AI Notes — May 2

Agent orchestration: a while-loop of tool calls

At its core, an agent is a while-loop wrapping tool calls. Building one is a five-step pipeline:

Step 1: Define the tools. What can the agent actually do?
Step 2: Permission modes. Plan / read-only / ask permission / auto / bypass permission. Pick the one that matches the risk profile.
Step 3: Multi-agent orchestration. Multiple agents collaborate, and context engineering is mostly about controlling what each agent sees in its context window.
Step 4: Protocol-first design. Decouple the agent layer from the UI. The protocol is the contract.
Step 5: MCP servers. Handle the messy realities — server crashes, timeouts, streaming feedback.

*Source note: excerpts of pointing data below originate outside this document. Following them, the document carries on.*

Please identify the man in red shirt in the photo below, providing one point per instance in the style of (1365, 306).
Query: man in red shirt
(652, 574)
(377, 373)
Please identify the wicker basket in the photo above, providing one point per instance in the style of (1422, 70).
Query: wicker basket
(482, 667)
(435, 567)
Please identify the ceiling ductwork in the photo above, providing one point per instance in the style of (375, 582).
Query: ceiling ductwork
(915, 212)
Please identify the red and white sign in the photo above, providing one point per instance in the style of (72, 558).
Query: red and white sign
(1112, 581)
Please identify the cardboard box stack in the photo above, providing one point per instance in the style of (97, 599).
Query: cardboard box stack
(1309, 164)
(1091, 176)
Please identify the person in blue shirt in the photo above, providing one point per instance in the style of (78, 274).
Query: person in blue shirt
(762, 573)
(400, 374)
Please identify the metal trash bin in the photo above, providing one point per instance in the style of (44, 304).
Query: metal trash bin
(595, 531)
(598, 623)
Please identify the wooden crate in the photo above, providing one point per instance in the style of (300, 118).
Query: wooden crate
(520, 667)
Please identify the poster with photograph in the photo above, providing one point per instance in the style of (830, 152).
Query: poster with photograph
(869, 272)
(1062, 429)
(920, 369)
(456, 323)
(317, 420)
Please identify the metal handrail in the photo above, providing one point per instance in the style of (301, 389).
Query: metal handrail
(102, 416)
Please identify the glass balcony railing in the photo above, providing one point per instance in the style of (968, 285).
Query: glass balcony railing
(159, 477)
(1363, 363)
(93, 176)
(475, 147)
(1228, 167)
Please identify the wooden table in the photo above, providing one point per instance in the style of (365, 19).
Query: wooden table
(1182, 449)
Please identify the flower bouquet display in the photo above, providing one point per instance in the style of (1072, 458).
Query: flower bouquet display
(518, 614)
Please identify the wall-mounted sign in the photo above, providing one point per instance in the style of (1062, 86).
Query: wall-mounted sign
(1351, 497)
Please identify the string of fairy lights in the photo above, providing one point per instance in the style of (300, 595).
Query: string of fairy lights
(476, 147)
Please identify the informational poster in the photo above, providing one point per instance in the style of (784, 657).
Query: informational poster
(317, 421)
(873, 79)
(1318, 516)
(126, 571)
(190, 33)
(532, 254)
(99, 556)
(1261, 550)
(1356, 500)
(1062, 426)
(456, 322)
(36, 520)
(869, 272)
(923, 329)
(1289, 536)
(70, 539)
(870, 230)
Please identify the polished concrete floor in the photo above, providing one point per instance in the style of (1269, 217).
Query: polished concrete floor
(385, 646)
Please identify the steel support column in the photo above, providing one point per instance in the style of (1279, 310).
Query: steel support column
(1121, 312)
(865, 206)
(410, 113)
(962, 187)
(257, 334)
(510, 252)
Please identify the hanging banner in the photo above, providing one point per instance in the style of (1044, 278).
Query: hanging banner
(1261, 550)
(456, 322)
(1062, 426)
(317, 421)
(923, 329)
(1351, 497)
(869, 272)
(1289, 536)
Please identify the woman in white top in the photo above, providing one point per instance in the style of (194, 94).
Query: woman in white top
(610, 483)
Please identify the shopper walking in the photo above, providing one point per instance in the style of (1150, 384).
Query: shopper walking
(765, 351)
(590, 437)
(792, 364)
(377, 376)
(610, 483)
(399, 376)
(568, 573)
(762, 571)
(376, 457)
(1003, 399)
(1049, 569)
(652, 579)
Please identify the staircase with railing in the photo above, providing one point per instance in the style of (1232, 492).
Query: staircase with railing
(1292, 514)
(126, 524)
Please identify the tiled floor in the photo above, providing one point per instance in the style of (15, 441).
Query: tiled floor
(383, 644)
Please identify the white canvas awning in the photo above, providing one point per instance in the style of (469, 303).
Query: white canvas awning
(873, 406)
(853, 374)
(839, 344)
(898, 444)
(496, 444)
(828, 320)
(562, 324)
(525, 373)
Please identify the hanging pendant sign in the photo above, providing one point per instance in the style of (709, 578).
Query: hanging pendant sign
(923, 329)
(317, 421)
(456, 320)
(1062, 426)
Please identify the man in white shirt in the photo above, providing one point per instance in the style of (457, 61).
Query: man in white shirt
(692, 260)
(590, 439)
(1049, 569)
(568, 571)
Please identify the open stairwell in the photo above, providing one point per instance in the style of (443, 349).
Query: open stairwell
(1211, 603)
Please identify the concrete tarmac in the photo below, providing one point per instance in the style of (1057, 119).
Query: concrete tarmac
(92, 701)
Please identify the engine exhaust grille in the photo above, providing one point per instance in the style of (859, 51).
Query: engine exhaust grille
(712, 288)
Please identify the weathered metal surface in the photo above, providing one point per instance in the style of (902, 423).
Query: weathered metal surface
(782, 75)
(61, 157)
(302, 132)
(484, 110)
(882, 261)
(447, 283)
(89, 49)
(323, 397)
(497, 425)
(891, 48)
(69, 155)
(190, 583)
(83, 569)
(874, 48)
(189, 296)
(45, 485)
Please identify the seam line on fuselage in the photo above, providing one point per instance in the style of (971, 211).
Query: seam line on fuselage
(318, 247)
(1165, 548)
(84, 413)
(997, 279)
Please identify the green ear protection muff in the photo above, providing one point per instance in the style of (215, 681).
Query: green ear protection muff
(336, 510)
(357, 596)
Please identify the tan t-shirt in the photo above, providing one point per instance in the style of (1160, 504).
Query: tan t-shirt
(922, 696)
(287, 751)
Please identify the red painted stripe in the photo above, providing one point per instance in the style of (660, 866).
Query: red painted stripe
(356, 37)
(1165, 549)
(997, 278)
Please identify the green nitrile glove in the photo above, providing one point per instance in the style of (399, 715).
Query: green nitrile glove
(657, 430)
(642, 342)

Distillation in the LLM era

Distillation looks different now because frontier models are mostly black-box APIs — you cannot get logits or intermediate features. The dominant pattern has become data distillation: use a strong model to generate a large, high-quality instruction-response dataset, then SFT a smaller model on it. Alpaca generating 52K samples from GPT-3.5 to train a 7B model is the canonical example. Vicuna and WizardLM follow the same playbook. Strictly speaking it is not classical distillation (no soft labels) but the spirit is the same: transfer the strong model's knowledge into a weak one.

The other variant is chain-of-thought distillation, where the teacher emits not just the answer but the reasoning trace. The student learns "how to think" alongside "what to answer," which transfers reasoning ability much better.

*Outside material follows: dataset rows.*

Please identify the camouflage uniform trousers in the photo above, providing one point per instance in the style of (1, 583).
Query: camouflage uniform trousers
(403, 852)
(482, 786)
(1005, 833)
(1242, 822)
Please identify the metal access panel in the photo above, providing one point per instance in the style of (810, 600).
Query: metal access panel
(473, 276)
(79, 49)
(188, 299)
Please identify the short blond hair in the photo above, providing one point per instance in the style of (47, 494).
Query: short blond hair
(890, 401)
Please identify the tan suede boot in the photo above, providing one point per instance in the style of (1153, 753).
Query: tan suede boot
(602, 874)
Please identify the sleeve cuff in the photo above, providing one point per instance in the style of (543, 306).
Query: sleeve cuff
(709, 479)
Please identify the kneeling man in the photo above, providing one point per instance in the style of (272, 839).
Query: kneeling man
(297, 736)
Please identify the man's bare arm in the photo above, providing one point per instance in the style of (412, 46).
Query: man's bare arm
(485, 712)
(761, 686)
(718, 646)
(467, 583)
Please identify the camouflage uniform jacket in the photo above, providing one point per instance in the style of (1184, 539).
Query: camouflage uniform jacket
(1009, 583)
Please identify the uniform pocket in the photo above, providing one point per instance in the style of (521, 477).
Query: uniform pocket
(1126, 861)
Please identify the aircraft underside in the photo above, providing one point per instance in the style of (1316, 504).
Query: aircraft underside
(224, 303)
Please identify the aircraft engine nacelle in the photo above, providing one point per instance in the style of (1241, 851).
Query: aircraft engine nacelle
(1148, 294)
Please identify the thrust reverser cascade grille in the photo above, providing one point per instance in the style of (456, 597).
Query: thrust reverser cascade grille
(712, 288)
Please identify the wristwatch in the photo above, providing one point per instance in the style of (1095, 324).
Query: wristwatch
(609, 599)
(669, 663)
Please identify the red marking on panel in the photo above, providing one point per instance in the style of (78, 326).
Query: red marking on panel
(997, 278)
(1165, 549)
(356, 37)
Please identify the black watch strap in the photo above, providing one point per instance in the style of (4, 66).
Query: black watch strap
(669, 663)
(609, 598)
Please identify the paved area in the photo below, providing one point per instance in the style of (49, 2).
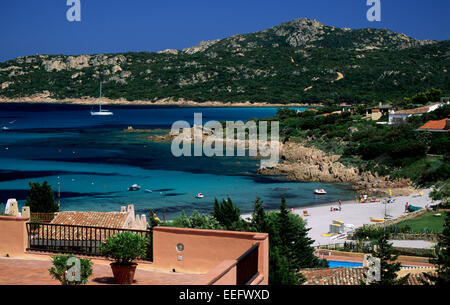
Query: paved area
(340, 258)
(418, 244)
(24, 271)
(356, 214)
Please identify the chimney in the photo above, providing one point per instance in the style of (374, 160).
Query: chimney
(12, 207)
(144, 222)
(131, 210)
(26, 212)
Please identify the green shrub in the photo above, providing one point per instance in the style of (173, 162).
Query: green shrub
(61, 267)
(124, 247)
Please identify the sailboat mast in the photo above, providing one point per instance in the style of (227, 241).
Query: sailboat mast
(100, 102)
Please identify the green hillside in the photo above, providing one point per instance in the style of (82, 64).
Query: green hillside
(298, 61)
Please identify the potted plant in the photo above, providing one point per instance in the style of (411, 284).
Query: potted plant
(123, 248)
(70, 270)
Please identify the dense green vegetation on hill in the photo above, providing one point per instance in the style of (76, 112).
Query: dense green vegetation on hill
(298, 61)
(396, 150)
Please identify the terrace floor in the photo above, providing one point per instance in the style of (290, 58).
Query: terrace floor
(34, 271)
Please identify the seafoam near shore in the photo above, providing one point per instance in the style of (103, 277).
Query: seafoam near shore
(355, 213)
(44, 98)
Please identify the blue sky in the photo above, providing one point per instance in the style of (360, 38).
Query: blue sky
(29, 27)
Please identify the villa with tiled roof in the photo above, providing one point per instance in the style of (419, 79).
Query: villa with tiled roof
(400, 116)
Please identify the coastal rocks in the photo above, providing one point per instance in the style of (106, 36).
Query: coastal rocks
(301, 163)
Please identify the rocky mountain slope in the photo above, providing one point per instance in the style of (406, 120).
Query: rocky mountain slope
(299, 61)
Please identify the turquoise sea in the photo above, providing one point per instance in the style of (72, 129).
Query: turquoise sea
(96, 161)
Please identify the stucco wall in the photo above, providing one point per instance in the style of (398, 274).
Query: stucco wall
(205, 250)
(13, 235)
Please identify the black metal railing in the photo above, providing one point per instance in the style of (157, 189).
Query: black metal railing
(80, 240)
(247, 266)
(42, 217)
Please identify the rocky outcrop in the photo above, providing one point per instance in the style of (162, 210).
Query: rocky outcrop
(301, 163)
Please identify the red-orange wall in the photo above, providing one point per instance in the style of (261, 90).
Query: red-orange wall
(13, 235)
(204, 250)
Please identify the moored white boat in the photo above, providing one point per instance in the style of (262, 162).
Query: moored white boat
(134, 187)
(101, 111)
(320, 192)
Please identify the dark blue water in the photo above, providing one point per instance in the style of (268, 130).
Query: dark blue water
(96, 161)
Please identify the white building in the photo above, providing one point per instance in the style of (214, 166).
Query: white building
(400, 116)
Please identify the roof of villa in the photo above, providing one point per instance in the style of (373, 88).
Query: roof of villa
(418, 110)
(354, 275)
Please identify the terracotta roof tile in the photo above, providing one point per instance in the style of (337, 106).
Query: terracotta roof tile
(94, 219)
(354, 276)
(434, 125)
(419, 110)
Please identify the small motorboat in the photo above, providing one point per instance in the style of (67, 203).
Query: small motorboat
(134, 187)
(377, 219)
(320, 192)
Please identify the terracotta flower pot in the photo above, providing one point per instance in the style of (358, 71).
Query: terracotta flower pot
(123, 274)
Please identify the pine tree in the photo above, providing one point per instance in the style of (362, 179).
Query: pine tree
(388, 273)
(41, 198)
(442, 259)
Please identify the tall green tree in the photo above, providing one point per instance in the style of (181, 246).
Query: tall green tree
(384, 251)
(41, 198)
(442, 259)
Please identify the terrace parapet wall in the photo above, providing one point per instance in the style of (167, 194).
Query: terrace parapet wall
(210, 252)
(13, 235)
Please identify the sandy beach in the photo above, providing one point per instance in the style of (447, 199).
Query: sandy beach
(355, 213)
(44, 98)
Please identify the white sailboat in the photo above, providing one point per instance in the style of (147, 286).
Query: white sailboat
(101, 111)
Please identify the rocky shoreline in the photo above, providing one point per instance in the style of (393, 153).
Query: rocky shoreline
(308, 164)
(301, 163)
(44, 98)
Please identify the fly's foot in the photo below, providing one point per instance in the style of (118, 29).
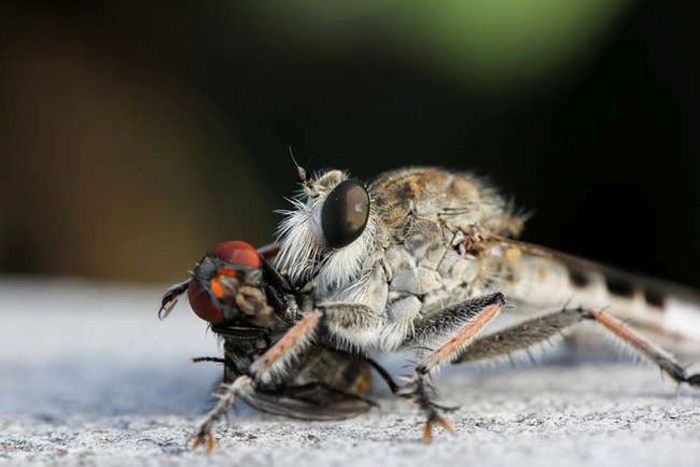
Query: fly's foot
(226, 397)
(422, 393)
(441, 420)
(205, 437)
(693, 380)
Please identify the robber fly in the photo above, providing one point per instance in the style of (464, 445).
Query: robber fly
(424, 259)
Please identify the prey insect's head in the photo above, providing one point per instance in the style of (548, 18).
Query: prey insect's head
(225, 283)
(331, 227)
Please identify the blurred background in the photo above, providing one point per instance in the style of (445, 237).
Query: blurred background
(135, 137)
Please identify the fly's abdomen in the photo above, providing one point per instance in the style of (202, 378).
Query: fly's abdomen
(536, 279)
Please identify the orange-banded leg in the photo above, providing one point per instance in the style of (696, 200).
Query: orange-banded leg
(273, 364)
(458, 326)
(535, 331)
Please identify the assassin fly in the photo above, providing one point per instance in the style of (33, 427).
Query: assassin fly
(420, 259)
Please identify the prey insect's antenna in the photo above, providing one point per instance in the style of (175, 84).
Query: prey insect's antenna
(301, 172)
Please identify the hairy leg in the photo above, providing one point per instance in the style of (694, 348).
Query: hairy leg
(270, 366)
(455, 328)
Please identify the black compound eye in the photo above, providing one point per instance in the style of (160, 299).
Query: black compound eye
(344, 214)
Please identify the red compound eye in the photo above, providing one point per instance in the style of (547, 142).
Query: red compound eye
(240, 253)
(235, 252)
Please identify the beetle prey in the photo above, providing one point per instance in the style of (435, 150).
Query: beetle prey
(424, 259)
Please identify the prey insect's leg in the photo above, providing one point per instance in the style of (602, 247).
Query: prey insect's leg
(272, 364)
(464, 321)
(531, 332)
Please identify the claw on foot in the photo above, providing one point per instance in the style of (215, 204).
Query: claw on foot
(205, 438)
(428, 428)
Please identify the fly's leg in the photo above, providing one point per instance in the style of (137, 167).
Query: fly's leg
(272, 365)
(535, 331)
(461, 324)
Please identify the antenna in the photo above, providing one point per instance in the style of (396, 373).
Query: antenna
(300, 170)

In practice, distilled small models hit 80–95% of the teacher's performance with maybe a tenth of the parameters and dramatically lower inference cost. There is a ceiling though — student capacity is bounded, and very complex knowledge will not compress.

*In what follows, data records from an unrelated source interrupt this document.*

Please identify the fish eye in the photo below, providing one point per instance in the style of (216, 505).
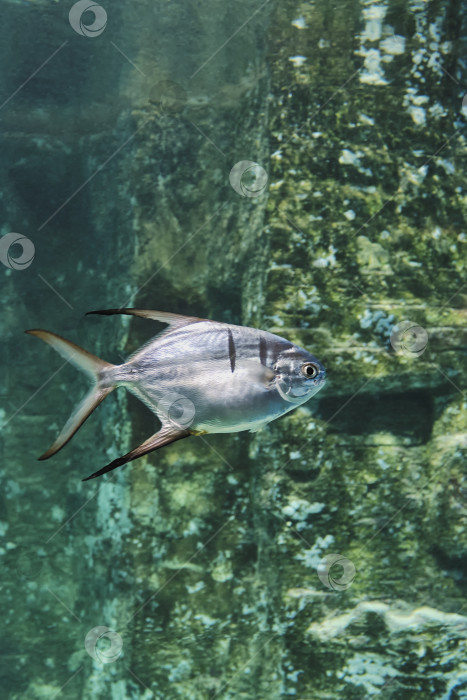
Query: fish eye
(309, 370)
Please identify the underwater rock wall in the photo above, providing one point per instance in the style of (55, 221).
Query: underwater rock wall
(204, 557)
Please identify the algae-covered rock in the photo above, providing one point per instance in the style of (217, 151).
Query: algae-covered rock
(323, 557)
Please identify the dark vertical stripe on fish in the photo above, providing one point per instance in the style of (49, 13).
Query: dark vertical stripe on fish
(232, 352)
(263, 350)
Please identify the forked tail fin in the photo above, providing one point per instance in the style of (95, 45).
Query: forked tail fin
(92, 366)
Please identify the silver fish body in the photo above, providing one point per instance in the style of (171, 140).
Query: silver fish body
(199, 376)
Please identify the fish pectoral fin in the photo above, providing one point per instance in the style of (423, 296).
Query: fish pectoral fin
(173, 320)
(164, 437)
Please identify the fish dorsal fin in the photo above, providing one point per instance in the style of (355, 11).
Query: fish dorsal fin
(173, 320)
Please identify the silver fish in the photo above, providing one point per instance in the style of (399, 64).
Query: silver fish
(197, 376)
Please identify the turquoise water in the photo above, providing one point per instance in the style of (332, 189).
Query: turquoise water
(294, 167)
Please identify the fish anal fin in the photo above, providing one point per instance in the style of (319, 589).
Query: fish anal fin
(164, 437)
(173, 320)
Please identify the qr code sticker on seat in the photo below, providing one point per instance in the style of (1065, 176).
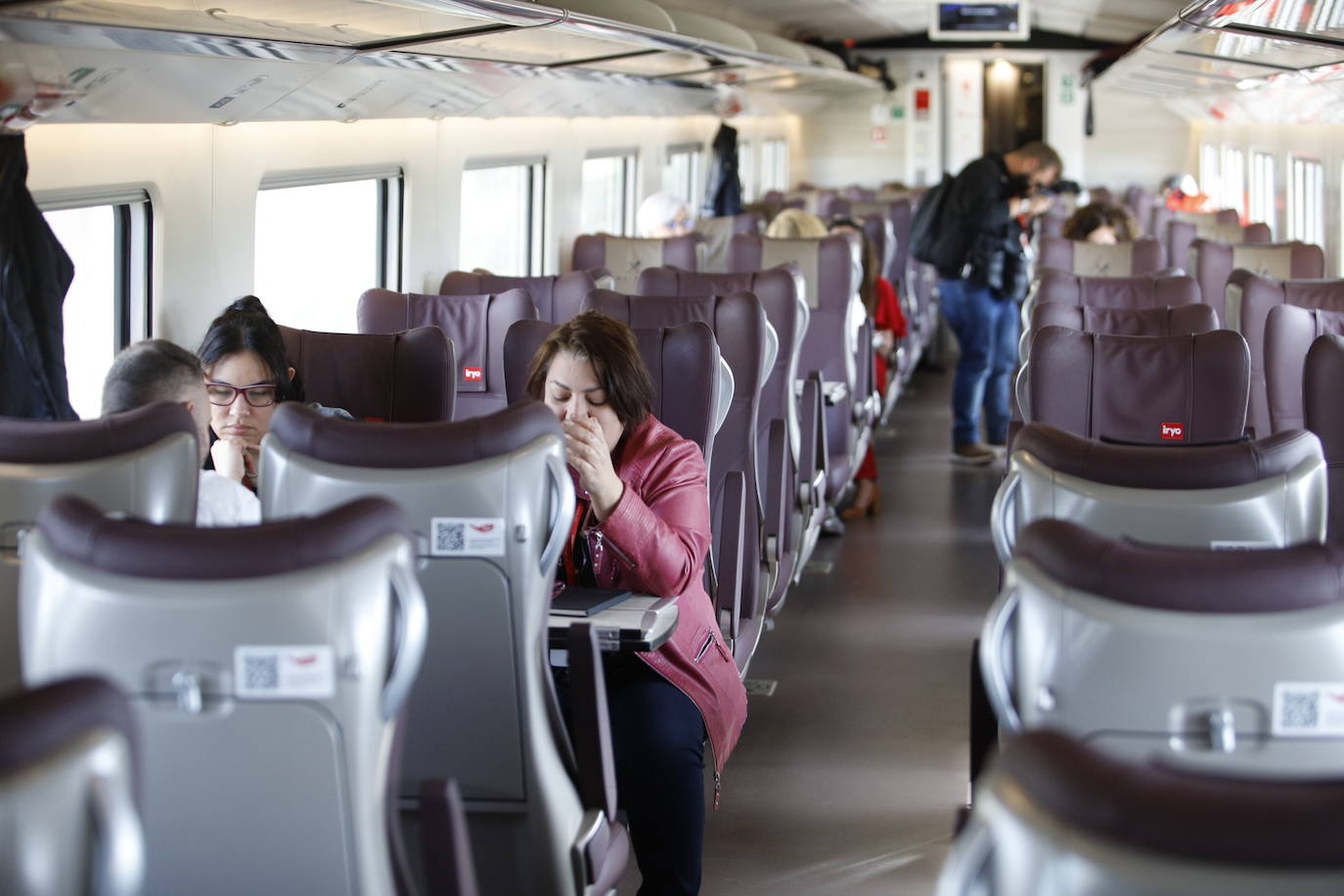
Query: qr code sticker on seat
(1301, 708)
(262, 673)
(449, 538)
(467, 536)
(1308, 709)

Claude Code for PMs: write the roadmap and nothing else

One PM's heuristic that resonated: the only product document I write is the roadmap. Every PRD and every ticket is written by Claude.

Writing is thinking, so a new GM should take time drafting the roadmap personally — understand the product, usage trends, user feedback, the market, talk to people who built earlier versions. But once that thinking is on paper, every downstream artifact can be generated.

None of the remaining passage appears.